Illegal Settlement: New Priso in Douala developing

Fri, 4 Sep 2015 Source: Cameroon Tribune

At last squatter residents in New Priso in the Douala II Subdivision have a reason to smile. Although the administration has on several occasions warned the people to evacuate the public land, many people continued to stream into the area. Many invested to set up homes and invested in social amenities like health, academic and religious institutions with businesses all over the area.

From a look of things, the rate at which the quarter is evolving may take longer to regain possession of the occupied land. New structures are set up every day. The recent construction of an earth road to ‘Kuwait City’ through ‘Bois des Singes’ by the Douala City Council and with the on-going supply of power to homes by the national power utility corporation, Eneo, has in some way climaxed the development of New Priso. In spite of this facelift, almost impeccable to the eyes, it is impossible to imagine that the quarter which lies on the swampy shores of river Wouri with a one-time great mangrove cover and a positive repute across central Africa, is earmarked for demolition.
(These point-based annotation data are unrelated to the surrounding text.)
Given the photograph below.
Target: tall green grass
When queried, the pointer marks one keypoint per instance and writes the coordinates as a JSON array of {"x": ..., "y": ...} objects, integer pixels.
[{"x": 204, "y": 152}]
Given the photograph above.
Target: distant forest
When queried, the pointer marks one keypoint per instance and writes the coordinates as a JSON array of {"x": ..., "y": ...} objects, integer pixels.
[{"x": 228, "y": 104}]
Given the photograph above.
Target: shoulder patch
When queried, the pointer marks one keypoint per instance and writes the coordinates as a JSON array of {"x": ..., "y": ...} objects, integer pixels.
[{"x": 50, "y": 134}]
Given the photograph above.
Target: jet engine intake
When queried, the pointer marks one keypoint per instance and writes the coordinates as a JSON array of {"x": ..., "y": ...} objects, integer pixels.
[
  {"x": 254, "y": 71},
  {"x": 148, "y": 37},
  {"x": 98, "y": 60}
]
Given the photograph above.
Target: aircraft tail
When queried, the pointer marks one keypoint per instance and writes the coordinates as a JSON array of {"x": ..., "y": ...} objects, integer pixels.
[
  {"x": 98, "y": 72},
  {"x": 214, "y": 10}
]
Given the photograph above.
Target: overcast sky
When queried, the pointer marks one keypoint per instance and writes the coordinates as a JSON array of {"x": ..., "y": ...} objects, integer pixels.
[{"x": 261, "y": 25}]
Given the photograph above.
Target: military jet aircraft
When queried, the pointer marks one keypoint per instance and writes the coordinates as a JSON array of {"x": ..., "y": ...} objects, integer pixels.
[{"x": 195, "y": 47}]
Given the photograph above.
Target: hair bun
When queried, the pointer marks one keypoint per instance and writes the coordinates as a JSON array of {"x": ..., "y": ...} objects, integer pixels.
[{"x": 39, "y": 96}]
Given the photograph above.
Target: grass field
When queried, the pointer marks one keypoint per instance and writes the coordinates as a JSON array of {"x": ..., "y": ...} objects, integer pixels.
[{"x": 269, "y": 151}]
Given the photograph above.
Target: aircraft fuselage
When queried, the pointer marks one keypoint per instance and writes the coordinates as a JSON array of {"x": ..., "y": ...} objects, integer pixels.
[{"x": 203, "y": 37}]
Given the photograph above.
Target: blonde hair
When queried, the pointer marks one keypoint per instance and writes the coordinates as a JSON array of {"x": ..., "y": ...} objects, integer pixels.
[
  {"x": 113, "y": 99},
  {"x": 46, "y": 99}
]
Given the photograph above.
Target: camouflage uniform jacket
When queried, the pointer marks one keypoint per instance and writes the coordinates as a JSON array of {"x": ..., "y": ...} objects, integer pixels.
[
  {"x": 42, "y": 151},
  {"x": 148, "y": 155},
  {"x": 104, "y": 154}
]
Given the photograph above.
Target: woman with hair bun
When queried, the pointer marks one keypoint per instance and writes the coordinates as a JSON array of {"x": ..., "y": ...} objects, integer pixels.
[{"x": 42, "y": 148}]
Government authorities has on occasions sensitised the residents not to invest in the area, but asked them evacuate the area and not to wait until evicted when it is time to use the public land. Another common reason advanced for evacuation is that the habitation borders a sensitive public structure such as the Douala International Airport.

However, many squatter residents think that though New Priso is developing rapidly with the inception of many social facilities and private investments, the future remains uncertain without any legal claims to the land. As a result of their illegal status infrastructure and services are still, nevertheless, inadequate.

With the City Council coming back months later and constructing an earth road into the area, setting up a project for the construction of a sewage dump at ‘Kuwait City’, most squatter residents see it as a tacit recognition of their stay.

They allude to “Village” and New Deido neighbourhoods in which habitation was once illegal but later received official administrative authorisation following their evolution into modern quarters.

Although these experiences seem to have lent squatter residents in New Priso the strength to resist calls to leave the area, it is worth noting that other quarters like Nkumba in Mambanda (Bonaberi) was demolished in 2014 following several decades of illegal habitation.

NGOs have, on their part, carried out sensitisation and tree planting, particularly mangrove, in order to safeguard the mangrove swamps which have been encroached upon and whose destruction continues even today.

Such an illegal activity has been sustained by a mafia game between indigenes who still lay claims to the public land as their own and thus continue to sell out plots of land and land grabbers who fell mangroves and reclaim land in order to build houses.